Il y a des moments où ce procédé fonctionne... et d'autres où il est risible, surtout quand Maria "jeune" est réduite à jouer la pantomime pour justifier que Tony ou d'autres personnages s’adressent à elle alors que ce n'est pas elle qui chante. Cela rappelle ces remplacements de dernière minute à l'opéra, où un chanteur qui n'a pas répété la mise en scène chante depuis la coulisse tandis qu'un figurant joue le rôle silencieusement sur scène. Ce procédé de flashback présente deux autres défauts substantiels : d'une part, il incorpore dans les souvenirs de Maria des scènes dans lesquelles elle n'était pas présente... et il faut donc accepter l'idée qu'elle en a eu connaissance postérieurement au dénouement ; d'autre part, il imagine une fin ridicule permettant de donner une sortie spectaculaire à Cecilia Bartoli.

Le coup de génie, en revanche, c'est d'avoir mis dans la fosse le somptueux orchestre Simón Bolívar, parfaitement à l'aise dans les styles musicaux de la partition et expertement dirigé par Gustavo Dudamel, dont le seul défaut est peut-être d'adopter des tempi un peu lents... sans doute pour ne pas bousculer les chanteurs... et pour tenir compte de l'acoustique très réverbérante du lieu, gigantesque, dans lequel la sonorisation est un exercice périlleux. Mais quand l'orchestre reprend le Mambo en se lâchant complètement après les saluts, c'est l'extase !

Pour le reste, la production supervisée par Philip McKinley (dont le nom reste attaché au souvenir de la comédie musicale Spider-Man, Turn Off the Dark) est très professionnelle. Norman Reinhardt campe un Tony capable de tenir tête vocalement à Bartoli de manière crédible. Karen Olivo est magnifique en Anita. Et on retrouve Dan Burton (le Don Lockwood du Singin' in the Rain du Châtelet) dans le rôle de Riff. Les lumières de Patrick Woodroffe mettent superbement en valeur l’imposant décor de George Tsypin. Mention spéciale pour la chorégraphie originale de Liam Steel, qui parvient à créer un langage original sans singer le travail légendaire du génial Jerome Robbins.


“La Poupée sanglante”

Théâtre de la Huchette, Paris . 18.8.16 à 21h
Musique : Didier Bailly. Paroles : Éric Chantelauze, d’après l’œuvre de Gaston Leroux

Mise en scène : Éric Chantelauze. Avec Charlotte Ruby, Didier Bailly, Alexandre Jérôme, Édouard Thiebaut.

PoupéeCe n'est pas la première fois qu'un roman de Gaston Leroux est adapté en comédie musicale : son Fantôme de l'Opéra a en effet donné naissance à l'un des plus gros succès de l'histoire de la comédie musicale, que l'on verra très prochainement à Paris en version française.

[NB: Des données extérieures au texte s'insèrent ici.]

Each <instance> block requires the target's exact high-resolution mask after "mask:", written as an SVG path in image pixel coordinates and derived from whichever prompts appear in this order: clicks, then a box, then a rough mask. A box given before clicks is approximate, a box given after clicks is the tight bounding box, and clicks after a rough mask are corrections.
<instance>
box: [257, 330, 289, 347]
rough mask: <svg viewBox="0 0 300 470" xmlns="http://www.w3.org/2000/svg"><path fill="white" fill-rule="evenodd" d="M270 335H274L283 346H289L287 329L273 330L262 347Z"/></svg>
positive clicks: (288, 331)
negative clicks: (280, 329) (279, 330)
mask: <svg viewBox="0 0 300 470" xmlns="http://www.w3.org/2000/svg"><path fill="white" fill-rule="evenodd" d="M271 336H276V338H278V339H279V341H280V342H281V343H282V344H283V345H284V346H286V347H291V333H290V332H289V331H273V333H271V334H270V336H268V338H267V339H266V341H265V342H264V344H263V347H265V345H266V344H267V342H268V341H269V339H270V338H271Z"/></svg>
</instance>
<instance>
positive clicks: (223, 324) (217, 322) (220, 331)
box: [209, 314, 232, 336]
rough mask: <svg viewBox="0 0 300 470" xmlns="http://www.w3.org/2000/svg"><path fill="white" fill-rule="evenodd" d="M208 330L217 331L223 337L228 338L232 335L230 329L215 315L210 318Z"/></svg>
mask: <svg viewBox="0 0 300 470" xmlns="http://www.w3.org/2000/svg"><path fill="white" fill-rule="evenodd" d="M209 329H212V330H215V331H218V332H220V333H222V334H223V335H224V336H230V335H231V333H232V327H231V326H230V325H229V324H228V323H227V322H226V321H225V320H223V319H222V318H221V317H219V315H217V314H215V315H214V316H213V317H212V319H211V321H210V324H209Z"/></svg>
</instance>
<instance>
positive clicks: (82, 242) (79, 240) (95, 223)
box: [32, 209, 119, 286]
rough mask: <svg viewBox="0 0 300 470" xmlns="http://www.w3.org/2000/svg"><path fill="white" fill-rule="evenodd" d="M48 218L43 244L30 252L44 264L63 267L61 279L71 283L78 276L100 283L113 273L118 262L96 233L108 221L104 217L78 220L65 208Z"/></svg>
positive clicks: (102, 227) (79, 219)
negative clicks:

Les auteurs de cette petite comédie musicale de 90 minutes se sont basés, eux, sur deux romans de Leroux : La Poupée sanglante et La Machine à assassiner, publiés initialement sous forme de feuilleton dans un quotidien, comme d'ailleurs Le Fantôme de l'Opéra. On y retrouve le goût de Leroux pour un fantastique mâtiné de science-fiction, combiné à un style d'écriture assez recherché. Les deux histoires ont d’ailleurs des points communs : outre le fait que les deux héroïnes s'appellent Christine, l'un des personnages principaux de La Poupée, Benedict Masson, partage des traits singuliers avec le Fantôme — la laideur, l'emballement romantique refoulé, ...

J’avais beaucoup aimé l’une des précédentes collaborations de Bailly et Chantelauze, La Guinguette a rouvert ses volets. Cette nouvelle pièce montre à nouveau une réelle qualité d’écriture et une compréhension réjouissante des ressorts du théâtre musical.

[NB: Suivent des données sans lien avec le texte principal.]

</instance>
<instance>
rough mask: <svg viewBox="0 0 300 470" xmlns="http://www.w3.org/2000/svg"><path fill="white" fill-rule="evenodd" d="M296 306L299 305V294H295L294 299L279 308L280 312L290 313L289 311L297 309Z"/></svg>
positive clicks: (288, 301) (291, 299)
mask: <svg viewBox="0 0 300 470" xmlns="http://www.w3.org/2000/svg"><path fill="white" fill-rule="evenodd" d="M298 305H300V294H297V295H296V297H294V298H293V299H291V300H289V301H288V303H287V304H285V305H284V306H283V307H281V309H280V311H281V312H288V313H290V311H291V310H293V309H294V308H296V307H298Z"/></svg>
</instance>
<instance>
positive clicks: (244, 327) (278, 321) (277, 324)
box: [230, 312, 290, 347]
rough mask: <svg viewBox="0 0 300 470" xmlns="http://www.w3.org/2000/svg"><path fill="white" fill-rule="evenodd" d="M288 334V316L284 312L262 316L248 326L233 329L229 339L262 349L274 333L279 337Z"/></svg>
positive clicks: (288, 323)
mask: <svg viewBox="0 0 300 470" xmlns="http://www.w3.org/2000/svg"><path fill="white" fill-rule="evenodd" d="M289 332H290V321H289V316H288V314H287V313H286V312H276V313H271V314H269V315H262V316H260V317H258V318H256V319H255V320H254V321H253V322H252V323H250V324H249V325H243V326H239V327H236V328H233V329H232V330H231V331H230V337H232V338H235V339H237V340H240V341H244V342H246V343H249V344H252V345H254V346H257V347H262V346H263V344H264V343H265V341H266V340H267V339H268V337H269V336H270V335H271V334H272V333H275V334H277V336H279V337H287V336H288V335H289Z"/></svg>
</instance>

Il n'y a de la place que pour trois comédiens et un piano sur la minuscule scène du Théâtre de la Huchette, connu mondialement pour sa fidélité aux deux pièces de Ionesco qui y sont jouées continûment depuis bientôt 60 ans. Les auteurs ont, remarquablement, réussi à condenser les deux romans en en conservant l'essentiel des péripéties et des personnages — avec néanmoins quelques raccourcis un peu plus significatifs dans la deuxième moitié de La Machine à assassiner. Mais ils l'ont fait en donnant une homogénéité de ton qui n'est pas toujours présente dans l'oeuvre originale, dont le point de vue et le style varient fréquemment — sans doute un résultat de l'écriture feuilletonesque.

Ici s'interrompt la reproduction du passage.